# Help please folks



## M1k3 (Jan 15, 2020)

Hello 
I'm a 67 year old man and have had type 2 for 18years. Relatively fit and slightly overweight.
I am really rubbish at being a diabetic as I have a real sweet tooth problem.
I am needing to discuss with other people how to get on the right track.


----------



## Toucan (Jan 15, 2020)

Hello and welcome to the forum.
Yes, a sweet tooth can be a bit of a problem, but I have found that after a while of reducing sweet stuff, it does diminish, and over Christmas when I relaxed my eating somewhat, I actually found some of the 'goodies' were too sweet for me!
There are several recommendations for eating plans for Type 2s and there are descriptions of these on the main Diabetes UK web-site.
The popular plan on this forum is low-carb eating. If you have a look at Maggie Davey's letter, this gives some ideas on how this lady started to follow this.
I have followed this type of plan for several years and found that, together with increased exercise and medication as recommended by the medics, that it has brought my blood sugars back to an acceptable level . - and I do have the occasional sweet treat!
There is a lot of knowledge and information available on the forum, so it is worth spending some time browsing and around. Please keep in touch and ask questions as you need.


----------



## Northerner (Jan 15, 2020)

M1k3 said:


> Hello
> I'm a 67 year old man and have had type 2 for 18years. Relatively fit and slightly overweight.
> I am really rubbish at being a diabetic as I have a real sweet tooth problem.
> I am needing to discuss with other people how to get on the right track.

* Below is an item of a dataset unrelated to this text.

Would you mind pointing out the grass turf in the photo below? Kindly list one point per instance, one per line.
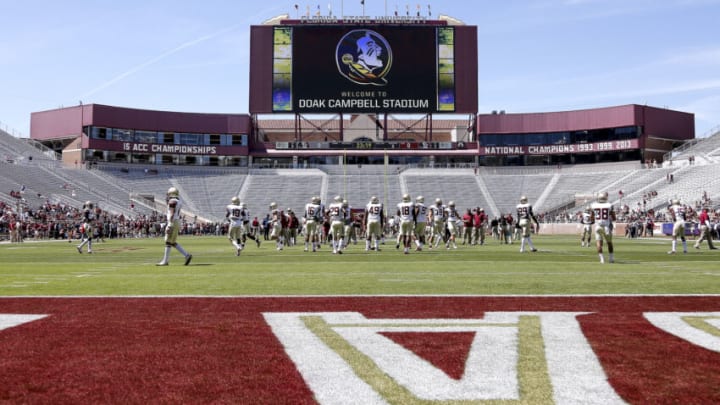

Hi M1k3, welcome to the forum  It's never too late to start! I'd recommend thinking of yourself as newly-diagnosed - start by having a read of the excellent Maggie Davey's letter which will help you understand things and give you some good guidance on how to tackle things to get you on the right track  If you are on medication for your diabetes be careful not to take any drastic steps, just starting to follow a few basic rules shouldb help you find a sustainable and healthy way forward  I'd also recommend getting a copy of Type 2 Diabetes: The First Year by Gretchen Becker - think of it as 'new year, new you' - it will guide you through these early months and is written in a very positive manner  

Do you have a blood glucose meter so you can see how your body responds to your food and activity choices? If not, I would highly recommend getting one as it is the best tool you can use to assess where you are and your progress. We are all different and can respond to the same food choices in quite different ways, so it's important to know how you personally respond to (for example) porridge for breakfast - a meter will help you do this and noting the results in a food diary will help you spot any patterns and areas where you may wish to make changes  Read Test,Review, Adjust by Alan S for an article about how this works  If you do decide to get a meter, then bear in mind that the major expense involved is the cost of the 'disposables' i.e. the test strips - these can vary considerably in price but all do the same thing  The cheapest option we have come across is the SD Codefree Meter which has test strips at around £8 for 50.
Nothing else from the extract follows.